You just want it. Everything else is irrelevant.

His voice is intriguingly seductive. It's not often we get to be inside the rawness of the mentally unstable antihero's head. It lures you into a trap. You resist but you cannot help it. You fall for him since the very beginning, since the very hint he's not exactly alright. He doesn't want to win your heart, he just states a fact with his creepily unashamed outlook on things, and you go for it.

You not only feel empathy, you even feel sympathy, for him. Compassion. Comprehension. Protectiveness.

The writing is so clever, so subtle and delicate, that you realize it's happening in front of your very eyes, since the very first scene, and you still take the bait nonetheless, disgusted and fascinated in equal parts.
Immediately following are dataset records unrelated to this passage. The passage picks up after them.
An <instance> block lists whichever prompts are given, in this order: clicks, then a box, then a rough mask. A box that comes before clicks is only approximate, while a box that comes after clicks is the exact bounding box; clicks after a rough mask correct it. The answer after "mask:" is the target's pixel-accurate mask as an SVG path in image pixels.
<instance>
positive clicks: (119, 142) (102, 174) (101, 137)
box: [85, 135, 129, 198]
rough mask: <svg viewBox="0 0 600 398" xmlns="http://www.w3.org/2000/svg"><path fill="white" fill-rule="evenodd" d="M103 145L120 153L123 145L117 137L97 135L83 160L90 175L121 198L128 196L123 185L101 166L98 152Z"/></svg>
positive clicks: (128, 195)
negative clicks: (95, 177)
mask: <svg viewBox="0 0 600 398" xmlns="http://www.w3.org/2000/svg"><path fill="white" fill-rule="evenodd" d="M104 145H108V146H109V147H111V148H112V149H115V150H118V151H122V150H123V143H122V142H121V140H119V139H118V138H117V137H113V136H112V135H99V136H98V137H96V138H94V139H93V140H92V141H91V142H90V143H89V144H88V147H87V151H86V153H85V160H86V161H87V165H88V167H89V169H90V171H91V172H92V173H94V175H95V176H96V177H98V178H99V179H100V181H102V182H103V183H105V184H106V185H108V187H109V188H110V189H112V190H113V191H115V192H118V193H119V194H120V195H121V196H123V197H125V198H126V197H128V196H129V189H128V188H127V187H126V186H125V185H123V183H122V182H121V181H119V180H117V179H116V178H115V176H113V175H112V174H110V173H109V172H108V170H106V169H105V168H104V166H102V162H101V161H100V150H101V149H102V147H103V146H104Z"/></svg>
There is beauty in perversion.

That's when you feel embarrassed because despite his own lack of humanity, you find out you are able to feel such things for him. To suffer for him. The need to comfort him. To love him. To save him from all harm.

And what does it say about you?

Nothing good. You are a sick bastard, too.

Gabriel is sick and twisted, and so much so. You are pushed out of your comfort zone constantly, being forced to witness his utter enthrallment for one person and one person only. Not a person per se, but the idea of a person.

The idea of a father.

You are repulsed to no end by what he does and how he does it and the reasons why he does it are so childish and strikingly tender he tempts you to forgive him. He's as tantalizing as that, a handsome devil who shows his own nakedness to the reader. He displays his true vulnerability with the most depraved of acts, with the most destructive of loves. He shatters his object of devotion and he shatters himself in the process, but that is collateral damage. It's a tragedy, but the alternative of letting go, of giving a different closure, it even more fateful. So, no secondary roads. His underdeveloped emotional sphere takes the reins of the situation and leaves all stability and sensibility behind. He is aware there is a expiration date but he does nothing to prevent it. He looks forward to it, even.

But the worst thing is, people around him are not immune.

Not even you.

The compulsion is stronger.

Awesome read.

The illustrations are incredible and so disturbingly erotic. Kudos.